The distribution of funds between in-house investments and investments with brokers was highlighted (Table 7 of the report). It was explained that some of these investments dated back over several years when rates of return were higher whereas more recent investments were invested at a point when rates of return were lower. Security and liquidity were the most important factors when investing. A written response was requested to provide a schedule of investment accounts held, to include the rates of return that the Council was receiving.


The level of inflation impacts on the Council’s budget planning. The main area of concern would be pay inflation pressures and impacts of inflation on material and labour providers that would impact building projects. Once current energy deals expired, new deals available could also be impacted by inflation.


In terms of the extraordinary circumstances relating to COVID-19, the Council had to manage an influx of Government funding and had acted as an agency for distribution of these funds. This situation demonstrated that the Council had strong mechanisms in place to deal with this challenge as it occurred.


In respect of the debt portfolio (Table 6 of the report), it was explained that the Council was allowed to borrow within its Capital Financing Requirement. The Council did not currently have any long-term loans but there were cashflow circumstances in which short-term loans were required. The local authorities from whom funds had been borrowed had a cash surplus and the Council was able to agree favourable terms with them.


The Committee questioned the figures which were stated as being ‘to be confirmed’ within Table 10 of the report (Investment Portfolio). It was stated that the timing for receipt of published accounts from third party companies was currently out of step due to COVID-19 publication delays and this had caused the gaps in information within this table. At the meeting of the Audit Committee being held in November, the Council should be in a better position to report the figures. When the accounts are published, the tables would be updated so that the complete figures were reported; this would include any reduction or increase in investment value.


It was confirmed that Greensand Holdings Limited and Horley Business Park LLP had issued management accounts however there were protocols on the timing for reporting them.


The Committee questioned who in the Council was aware when counterparty limits were breached (during the response to the pandemic). Starting with the first lockdown in late March 2020, when the Council started to receive an influx of Government funding, new controls were put in place to manage and report these funds. More frequent monitoring of the cashflow position was introduced, including the Interim Head of Finance receiving daily updates, giving daily approval to where the funds were placed, thereby ensuring clear accountability. This was later revised to weekly monitoring which was currently ongoing and would continue for the foreseeable future. Weekly updates were provided to the responsible Portfolio Holder and also to the Incident Management Team which included the Leader. Overall there were effective controls in place and there was transparency of reporting.

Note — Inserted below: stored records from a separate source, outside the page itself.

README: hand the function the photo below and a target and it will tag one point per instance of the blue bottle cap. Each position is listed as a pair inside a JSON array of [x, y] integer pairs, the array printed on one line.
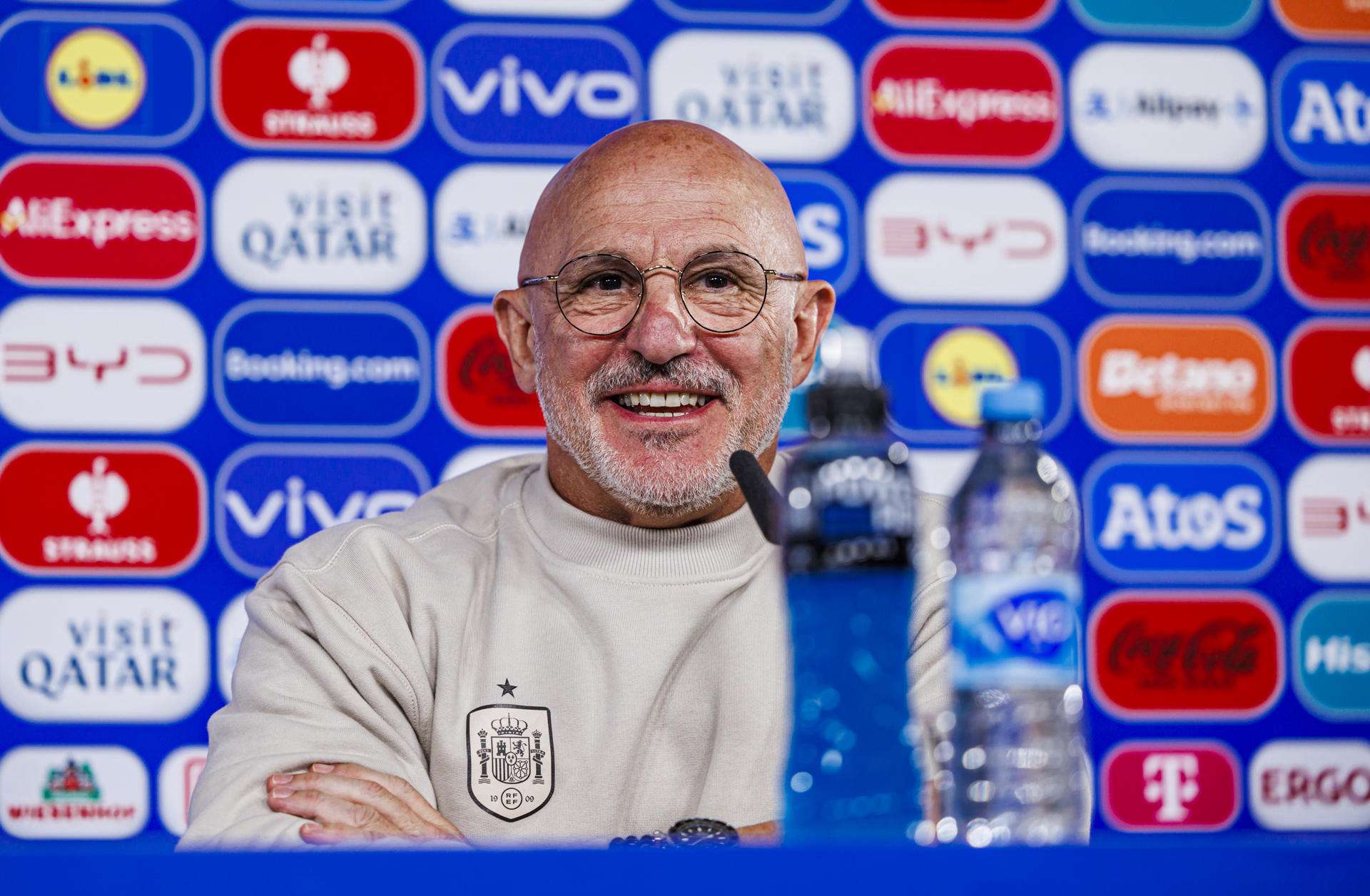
[[1020, 400]]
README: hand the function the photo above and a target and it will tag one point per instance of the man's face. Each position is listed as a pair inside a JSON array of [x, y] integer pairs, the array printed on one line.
[[666, 458]]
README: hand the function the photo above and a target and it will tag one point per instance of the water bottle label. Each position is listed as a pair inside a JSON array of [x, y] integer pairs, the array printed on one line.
[[1015, 631]]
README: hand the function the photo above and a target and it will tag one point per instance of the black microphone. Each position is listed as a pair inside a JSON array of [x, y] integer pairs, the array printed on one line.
[[761, 495]]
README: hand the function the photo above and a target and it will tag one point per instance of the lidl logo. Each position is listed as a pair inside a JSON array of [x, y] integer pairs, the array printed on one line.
[[1324, 19], [1219, 18], [1328, 381], [1161, 516], [111, 80], [91, 221], [1185, 655], [1325, 245], [962, 102], [1321, 98], [318, 84], [1173, 244], [321, 367], [477, 387], [270, 497], [1167, 107], [955, 357], [503, 89], [1170, 379], [1332, 654], [966, 238]]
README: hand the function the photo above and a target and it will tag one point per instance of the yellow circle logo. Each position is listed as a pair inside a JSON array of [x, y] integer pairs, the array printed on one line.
[[96, 78], [959, 366]]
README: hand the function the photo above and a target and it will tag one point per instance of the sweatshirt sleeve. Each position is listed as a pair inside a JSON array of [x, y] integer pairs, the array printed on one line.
[[310, 686]]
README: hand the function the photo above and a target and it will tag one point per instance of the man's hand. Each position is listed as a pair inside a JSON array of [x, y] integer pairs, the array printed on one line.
[[350, 803]]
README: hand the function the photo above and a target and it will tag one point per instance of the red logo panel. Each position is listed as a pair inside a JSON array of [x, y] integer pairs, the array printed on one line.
[[948, 102], [1325, 245], [84, 221], [86, 509], [477, 388], [1170, 787], [287, 83], [1185, 655]]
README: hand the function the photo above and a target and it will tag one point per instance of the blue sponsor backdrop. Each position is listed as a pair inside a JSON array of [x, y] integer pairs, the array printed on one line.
[[533, 88]]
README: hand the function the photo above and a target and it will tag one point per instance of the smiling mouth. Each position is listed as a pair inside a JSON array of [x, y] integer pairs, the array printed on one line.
[[662, 403]]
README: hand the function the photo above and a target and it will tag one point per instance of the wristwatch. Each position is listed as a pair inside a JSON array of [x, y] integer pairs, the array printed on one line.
[[692, 832]]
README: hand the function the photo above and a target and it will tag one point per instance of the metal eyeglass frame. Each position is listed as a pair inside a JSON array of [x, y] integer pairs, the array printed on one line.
[[680, 290]]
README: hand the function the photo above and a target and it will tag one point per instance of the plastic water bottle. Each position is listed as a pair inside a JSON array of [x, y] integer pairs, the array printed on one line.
[[1013, 748], [848, 519]]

In respect of Tables 2 and 3, the Interim Head of Finance agreed to produce a written response detailing reconciliation.


With regard to the Council’s investments, there were limited places it could invest, and these tended to be either short-term or long-term investments and conversations were always on going with the Council’s treasury management advisors regarding investment options and opportunities.


The Interim Head of Finance agreed that the half-yearly report would be brought back to the Committee when the outstanding company information was available so that members would be able to re-scrutinize it.





(i)            The Audit Committee notes the report;


(ii)          The comments made would be fed back to the Executive; and


(iii)         Written responses would be sent to Members.